Attestant du chaos dans lequel est plongé le pays, une infirmière philippine a été enlevée pendant quelques heures à Tripoli et violée, ont indiqué des sources médicales et de sécurité sans préciser l'identité des ravisseurs.

Pour éviter un "effondrement de l'Etat", le nouveau Parlement issu des élections du 25 juin va tenir une réunion d'urgence à Tobrouk (est), alors qu'il était censé tenir sa première session le 4 août à Benghazi.

Depuis la chute en 2011 du dictateur Mouammar Kadhafi, chassé du pouvoir par une rébellion soutenue par les Occidentaux, les autorités libyennes, déchirées par des luttes d'influence, ne parviennent pas à contrôler les dizaines de milices formées d'ex-rebelles qui font la loi en l'absence d'une armée et d'une police bien structurées et entraînées.
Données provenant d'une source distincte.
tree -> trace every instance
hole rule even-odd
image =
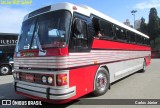
[[[145,19],[143,17],[141,18],[140,31],[148,35],[147,24],[145,23]]]
[[[151,8],[149,13],[149,23],[148,23],[148,34],[150,39],[154,42],[155,47],[155,39],[158,36],[159,32],[159,18],[157,16],[156,8]]]

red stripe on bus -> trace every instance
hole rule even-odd
[[[136,45],[136,44],[129,44],[124,42],[115,42],[115,41],[109,41],[109,40],[99,40],[94,39],[93,49],[121,49],[121,50],[143,50],[143,51],[150,51],[150,46],[144,46],[144,45]]]

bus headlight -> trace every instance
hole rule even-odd
[[[42,82],[43,82],[43,83],[47,83],[47,77],[46,77],[46,76],[43,76],[43,77],[42,77]]]
[[[48,83],[52,84],[53,83],[53,78],[52,77],[48,77]]]

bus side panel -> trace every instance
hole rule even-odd
[[[76,86],[76,99],[93,91],[94,77],[98,66],[87,66],[70,70],[69,83],[70,87]]]
[[[144,58],[106,64],[110,71],[110,82],[113,83],[143,68]],[[116,68],[115,68],[116,67]]]
[[[149,66],[151,64],[151,58],[148,56],[146,59],[146,65]]]

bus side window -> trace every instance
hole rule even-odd
[[[112,24],[107,21],[100,20],[100,29],[106,39],[113,39],[113,28]]]
[[[70,43],[72,51],[84,51],[88,49],[87,24],[83,20],[74,19]]]

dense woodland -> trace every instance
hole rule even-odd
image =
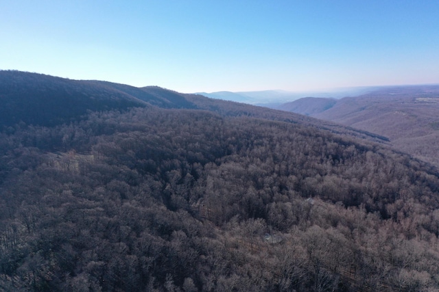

Face à l'escalade surtout dans la capitale libyenne, plusieurs Etats étrangers, notamment occidentaux, ont évacué leurs ressortissants ou personnel diplomatique. Ces dernières 24 heures, une cinquantaine de Français et de Britanniques ont été évacués par bateau.
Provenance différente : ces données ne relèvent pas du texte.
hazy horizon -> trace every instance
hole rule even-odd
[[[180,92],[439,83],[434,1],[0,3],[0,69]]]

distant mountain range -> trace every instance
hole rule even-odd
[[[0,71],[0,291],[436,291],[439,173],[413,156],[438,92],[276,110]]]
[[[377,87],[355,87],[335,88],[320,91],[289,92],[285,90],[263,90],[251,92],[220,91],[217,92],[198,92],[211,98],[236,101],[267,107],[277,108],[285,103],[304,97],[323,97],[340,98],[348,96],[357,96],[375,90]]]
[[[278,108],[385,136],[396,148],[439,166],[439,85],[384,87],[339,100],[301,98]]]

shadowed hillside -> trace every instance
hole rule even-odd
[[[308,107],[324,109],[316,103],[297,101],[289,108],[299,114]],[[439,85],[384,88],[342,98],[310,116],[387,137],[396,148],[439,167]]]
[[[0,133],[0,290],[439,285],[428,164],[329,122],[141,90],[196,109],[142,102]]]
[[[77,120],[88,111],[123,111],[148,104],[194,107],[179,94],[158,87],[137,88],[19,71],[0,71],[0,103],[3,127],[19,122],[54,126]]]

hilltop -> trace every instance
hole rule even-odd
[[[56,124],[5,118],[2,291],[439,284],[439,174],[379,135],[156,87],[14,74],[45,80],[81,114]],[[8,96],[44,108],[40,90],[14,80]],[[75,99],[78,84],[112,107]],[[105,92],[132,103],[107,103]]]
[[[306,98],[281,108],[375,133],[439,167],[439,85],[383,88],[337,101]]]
Après plusieurs jours de combats à Benghazi, berceau de la révolte contre le régime Kadhafi, une coalition de groupes islamistes et jihadistes, le "Conseil de Choura des révolutionnaires de Benghazi", a annoncé dans un communiqué s'être emparé mardi soir du QG des forces spéciales.
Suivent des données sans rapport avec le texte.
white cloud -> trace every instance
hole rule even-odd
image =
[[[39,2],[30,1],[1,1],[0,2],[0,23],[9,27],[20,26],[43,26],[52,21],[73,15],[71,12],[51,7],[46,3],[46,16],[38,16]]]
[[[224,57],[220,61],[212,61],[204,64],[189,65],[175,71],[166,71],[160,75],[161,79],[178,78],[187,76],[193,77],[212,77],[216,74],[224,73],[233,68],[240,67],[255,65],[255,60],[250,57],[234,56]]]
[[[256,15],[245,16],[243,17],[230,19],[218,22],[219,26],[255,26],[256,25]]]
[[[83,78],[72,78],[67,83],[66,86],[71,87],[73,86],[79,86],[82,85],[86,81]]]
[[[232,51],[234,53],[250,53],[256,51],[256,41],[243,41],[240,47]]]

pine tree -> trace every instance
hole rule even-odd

Une source militaire a confirmé la chute de la base dans cette deuxième ville de Libye, aux mains de ces groupes, dont Ansar Asharia, classé organisation "terroriste" par Washington.

 

- 'Butin' -

 

Le Croissant rouge libyen a annoncé avoir retiré 35 corps de soldats de la base, en disant qu'il y avait encore plus de cadavres mais sans pouvoir de donner un chiffre global précis.

Sur sa page Facebook, Ansar Asharia a publié des photos de son "butin" après la prise de la base: des dizaines d'armes et des caisses de munitions.

Depuis samedi, les combats entre milices islamistes et forces armées dans plusieurs secteurs de Benghazi dont celui de la base, ont fait quelque 90 morts, y compris les 35 corps retirés mercredi, selon un bilan provisoire fourni par des sources médicales locales.

Des tirs intermittents continuaient d'être entendus mercredi en plusieurs endroits de la ville.  

L'unité des Forces spéciales, une brigade de l'armée régulière, a annoncé il y a quelques mois son soutien aux opérations du général dissident Khalifa Haftar, sans toutefois se placer sous son commandement.

Ce général à la retraite mène depuis le 16 mai une offensive contre les groupes islamistes, qu'il qualifie de "terroristes", à Benghazi.

Dans la capitale libyenne, les pompiers tentaient, non sans grande peine, d'éteindre l'incendie qui ravageait mercredi pour la quatrième journée consécutive un immense dépôt de stockage d'hydrocarbures, provoqué par des roquettes tirées lors d'affrontements entre milices rivales.

Ces combats sont les plus violents en près de trois ans à Tripoli. Ils ont fait depuis leur début le 13 juillet, dans le sud de la capitale, en particulier autour de l'aéroport, une centaine de morts et 400 blessés. L'aéroport est fermé depuis. 

Le dépôt contenant plus de 90 millions de litres de carburant, ainsi qu'une cuve de gaz ménager, les autorités craignent "une catastrophe humaine et environnementale".

 

- Tripoli quasi-paralysée -

 

Les opérations d'extinction du feu avaient été interrompues par moments en raison des combats.

Les affrontements ont éclaté après une attaque menée par des combattants islamistes et d'ex-rebelles de la ville de Misrata (est de Tripoli) qui tentent de chasser de l'aéroport leurs anciens compagnons d'armes originaires de Zenten (ouest).

Pour les analystes, ces combats font partie d'une lutte d'influence entre régions mais aussi entre courants politiques.

La semaine dernière, le gouvernement libyen a mis en garde vendredi contre "l'effondrement de l'Etat".

Les combats ont quasiment paralysé la capitale, où banques et administrations sont fermées. Des pénuries de carburant et d'électricité ainsi que des coupures d'eau empoisonnent la vie quotidienne des habitants.

Une moyenne quotidienne de 5.000 à 6.000 personnes ont fui ces derniers jours la Libye vers la Tunisie voisine, selon les autorités tunisiennes qui ont averti qu'ils ne pouvaient pas accueillir des "centaines de milliers de réfugiés".